A new docuseries featuring Black clergy and scholars aims to explore the resilience of the Black church and highlight how many of its influential members tie their accomplishments in society to their adherence to the Bible.

How I Got Over, a five-part series, examines the history of seven historic Black denominations and highlights major Black Christian leaders—well-known and lesser-known—who have contributed to US society. Officials of the AND Campaign, a nonpartisan think tank that promotes Christian civic engagement, are set to release the first episode on YouTube at 8 p.m. Eastern/7 p.m. Central on February 13.

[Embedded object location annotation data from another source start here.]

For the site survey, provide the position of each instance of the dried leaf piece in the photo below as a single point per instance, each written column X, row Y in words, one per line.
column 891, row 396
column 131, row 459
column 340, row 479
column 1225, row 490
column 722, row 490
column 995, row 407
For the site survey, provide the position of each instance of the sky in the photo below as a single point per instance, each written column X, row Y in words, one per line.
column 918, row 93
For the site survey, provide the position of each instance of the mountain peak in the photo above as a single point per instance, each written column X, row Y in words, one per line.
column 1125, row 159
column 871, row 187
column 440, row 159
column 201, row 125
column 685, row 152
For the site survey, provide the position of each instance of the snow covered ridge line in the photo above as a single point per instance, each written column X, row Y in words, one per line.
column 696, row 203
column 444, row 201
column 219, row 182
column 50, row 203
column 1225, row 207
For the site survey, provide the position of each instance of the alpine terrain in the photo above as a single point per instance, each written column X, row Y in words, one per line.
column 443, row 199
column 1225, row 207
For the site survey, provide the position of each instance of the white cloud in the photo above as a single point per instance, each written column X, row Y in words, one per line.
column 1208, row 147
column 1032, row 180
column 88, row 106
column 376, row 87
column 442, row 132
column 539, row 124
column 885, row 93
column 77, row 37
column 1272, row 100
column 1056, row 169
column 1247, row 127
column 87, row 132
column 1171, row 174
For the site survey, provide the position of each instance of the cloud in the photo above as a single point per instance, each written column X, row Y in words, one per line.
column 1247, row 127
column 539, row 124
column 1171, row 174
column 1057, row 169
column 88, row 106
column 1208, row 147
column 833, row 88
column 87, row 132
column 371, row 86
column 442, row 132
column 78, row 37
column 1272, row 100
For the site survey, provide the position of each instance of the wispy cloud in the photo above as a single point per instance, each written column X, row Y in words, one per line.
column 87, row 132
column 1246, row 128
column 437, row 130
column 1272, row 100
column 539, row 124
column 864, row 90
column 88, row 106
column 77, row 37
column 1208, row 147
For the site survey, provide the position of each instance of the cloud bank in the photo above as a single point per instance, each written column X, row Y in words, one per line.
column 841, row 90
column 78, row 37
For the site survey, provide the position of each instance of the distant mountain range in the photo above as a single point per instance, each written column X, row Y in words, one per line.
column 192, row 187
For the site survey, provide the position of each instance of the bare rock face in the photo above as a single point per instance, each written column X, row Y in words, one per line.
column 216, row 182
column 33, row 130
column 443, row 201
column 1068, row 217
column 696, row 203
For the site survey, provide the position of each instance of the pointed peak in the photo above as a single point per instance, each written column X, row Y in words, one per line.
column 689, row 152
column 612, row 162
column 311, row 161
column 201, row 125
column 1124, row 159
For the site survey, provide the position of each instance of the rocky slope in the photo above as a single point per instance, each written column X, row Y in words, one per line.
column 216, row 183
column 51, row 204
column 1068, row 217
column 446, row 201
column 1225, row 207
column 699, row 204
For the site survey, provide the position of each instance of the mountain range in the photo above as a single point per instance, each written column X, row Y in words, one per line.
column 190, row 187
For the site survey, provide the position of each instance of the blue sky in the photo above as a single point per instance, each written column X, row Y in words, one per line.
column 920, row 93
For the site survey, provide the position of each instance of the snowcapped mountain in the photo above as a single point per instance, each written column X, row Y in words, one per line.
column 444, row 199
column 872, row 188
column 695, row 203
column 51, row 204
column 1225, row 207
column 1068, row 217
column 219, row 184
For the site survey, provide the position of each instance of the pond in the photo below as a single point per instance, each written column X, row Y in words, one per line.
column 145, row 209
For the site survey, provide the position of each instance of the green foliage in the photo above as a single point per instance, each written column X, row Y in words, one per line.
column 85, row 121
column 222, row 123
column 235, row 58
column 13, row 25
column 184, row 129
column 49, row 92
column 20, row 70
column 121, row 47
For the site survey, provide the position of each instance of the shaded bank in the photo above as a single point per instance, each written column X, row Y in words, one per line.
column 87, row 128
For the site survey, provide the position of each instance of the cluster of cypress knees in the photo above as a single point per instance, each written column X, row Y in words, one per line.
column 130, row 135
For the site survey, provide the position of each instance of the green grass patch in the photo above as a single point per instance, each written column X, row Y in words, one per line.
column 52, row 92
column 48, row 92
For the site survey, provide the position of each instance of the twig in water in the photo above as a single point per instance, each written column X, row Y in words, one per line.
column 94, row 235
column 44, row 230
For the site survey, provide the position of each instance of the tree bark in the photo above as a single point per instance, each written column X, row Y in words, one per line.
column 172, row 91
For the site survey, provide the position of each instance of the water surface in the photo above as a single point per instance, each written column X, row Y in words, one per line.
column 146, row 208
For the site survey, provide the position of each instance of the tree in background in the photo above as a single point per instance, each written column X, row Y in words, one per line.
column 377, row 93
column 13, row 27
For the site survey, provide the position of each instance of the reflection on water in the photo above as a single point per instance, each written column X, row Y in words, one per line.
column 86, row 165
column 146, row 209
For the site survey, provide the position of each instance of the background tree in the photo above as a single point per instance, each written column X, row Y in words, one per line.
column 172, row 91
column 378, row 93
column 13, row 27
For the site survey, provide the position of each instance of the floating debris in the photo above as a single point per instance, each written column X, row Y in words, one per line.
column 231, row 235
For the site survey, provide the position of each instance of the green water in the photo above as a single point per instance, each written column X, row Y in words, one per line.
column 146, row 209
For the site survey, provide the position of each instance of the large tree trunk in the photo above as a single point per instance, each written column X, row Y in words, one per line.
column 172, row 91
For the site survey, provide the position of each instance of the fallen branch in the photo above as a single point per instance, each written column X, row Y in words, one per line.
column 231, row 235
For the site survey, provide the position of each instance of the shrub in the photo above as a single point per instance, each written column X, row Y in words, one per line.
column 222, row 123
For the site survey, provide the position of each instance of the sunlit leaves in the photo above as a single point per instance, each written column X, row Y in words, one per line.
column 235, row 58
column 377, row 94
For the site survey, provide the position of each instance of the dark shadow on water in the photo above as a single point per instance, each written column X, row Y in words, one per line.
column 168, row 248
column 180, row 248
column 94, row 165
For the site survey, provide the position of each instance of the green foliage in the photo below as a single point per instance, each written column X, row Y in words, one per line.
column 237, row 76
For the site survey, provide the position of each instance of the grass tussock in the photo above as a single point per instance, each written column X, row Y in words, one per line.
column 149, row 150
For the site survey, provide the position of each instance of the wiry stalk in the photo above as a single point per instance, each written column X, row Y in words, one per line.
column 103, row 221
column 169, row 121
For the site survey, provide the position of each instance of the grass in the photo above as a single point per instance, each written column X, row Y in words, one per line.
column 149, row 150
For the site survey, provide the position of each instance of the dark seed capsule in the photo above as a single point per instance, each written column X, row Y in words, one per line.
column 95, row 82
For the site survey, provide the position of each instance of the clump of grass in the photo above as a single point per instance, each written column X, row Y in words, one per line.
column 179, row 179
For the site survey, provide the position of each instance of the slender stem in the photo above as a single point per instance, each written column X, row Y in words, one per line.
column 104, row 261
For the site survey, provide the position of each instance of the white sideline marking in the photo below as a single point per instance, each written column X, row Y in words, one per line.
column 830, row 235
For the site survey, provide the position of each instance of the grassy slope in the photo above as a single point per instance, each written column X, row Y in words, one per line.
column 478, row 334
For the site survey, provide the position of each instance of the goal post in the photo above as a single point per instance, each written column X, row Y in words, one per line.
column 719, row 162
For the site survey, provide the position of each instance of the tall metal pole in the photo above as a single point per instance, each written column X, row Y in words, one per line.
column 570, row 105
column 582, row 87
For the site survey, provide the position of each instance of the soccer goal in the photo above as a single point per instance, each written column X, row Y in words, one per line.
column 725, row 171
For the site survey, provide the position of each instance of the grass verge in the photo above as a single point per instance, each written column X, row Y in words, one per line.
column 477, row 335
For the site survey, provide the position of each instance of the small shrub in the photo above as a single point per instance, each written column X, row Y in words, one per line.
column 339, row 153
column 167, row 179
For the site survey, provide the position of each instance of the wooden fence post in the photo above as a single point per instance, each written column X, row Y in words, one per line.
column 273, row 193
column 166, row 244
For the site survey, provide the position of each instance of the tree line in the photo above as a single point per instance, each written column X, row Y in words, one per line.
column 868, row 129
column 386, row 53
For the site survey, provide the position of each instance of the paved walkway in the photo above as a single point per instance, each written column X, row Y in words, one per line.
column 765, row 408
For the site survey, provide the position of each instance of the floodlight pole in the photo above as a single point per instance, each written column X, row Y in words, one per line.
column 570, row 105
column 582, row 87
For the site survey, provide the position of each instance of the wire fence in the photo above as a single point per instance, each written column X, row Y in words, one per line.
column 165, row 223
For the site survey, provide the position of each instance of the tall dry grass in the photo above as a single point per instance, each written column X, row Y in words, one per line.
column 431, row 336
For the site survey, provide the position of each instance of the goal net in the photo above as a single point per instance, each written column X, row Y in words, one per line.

AND Campaign leaders who are featured in the documentary’s half-hour episodes note that the Black church is not monolithic, pointing out that Martin Luther King Jr. was not supported by all Black churches. Black churchgoers are not all progressive or liberal, they observe, but many have long embraced a more conservative Christian orthodoxy.

“Orthodoxy, or true belief in scripture, doesn’t belong to any one culture,” said Justin Giboney, president of the AND Campaign, in an interview. He said part of the goal of the series is to highlight the conservative theological stances of many Black Christians.

“What we’re saying is orthodoxy has always been in the Black church. It’s still strong, and we think that’s part of the Black church’s future.”

In the documentary, C.J. Rhodes, pastor of Mount Helm Baptist Church, in Jackson, Mississippi, describes what he calls the “sanctified seven” major Black denominations, divided among three strains of Christianity: Methodist (African Methodist Episcopal Church, African Methodist Episcopal Zion Church and Christian Methodist Episcopal Church), Baptist (National Baptist Convention, USA; National Baptist Convention of America; and Progressive National Baptist Convention), and Pentecostal (Church of God in Christ).

“In today’s moment of the Black church, there’s a lot of overlap and confluence between these three groups, which was a very interesting turn of events, given about 100 years ago they fought vehemently about which one was truer to the biblical witness,” Rhodes said in the first episode.

The series, timed to start during Black History Month, follows another documentary, PBS’s The Black Church: This Is Our Story, This Is Our Song, based on a 2021 book by Harvard historian Henry Louis “Skip” Gates Jr. Giboney praised the overall content of that four-hour documentary but said he thought “it did tell us that we need to go left,” and his organization wanted to offer a different perspective.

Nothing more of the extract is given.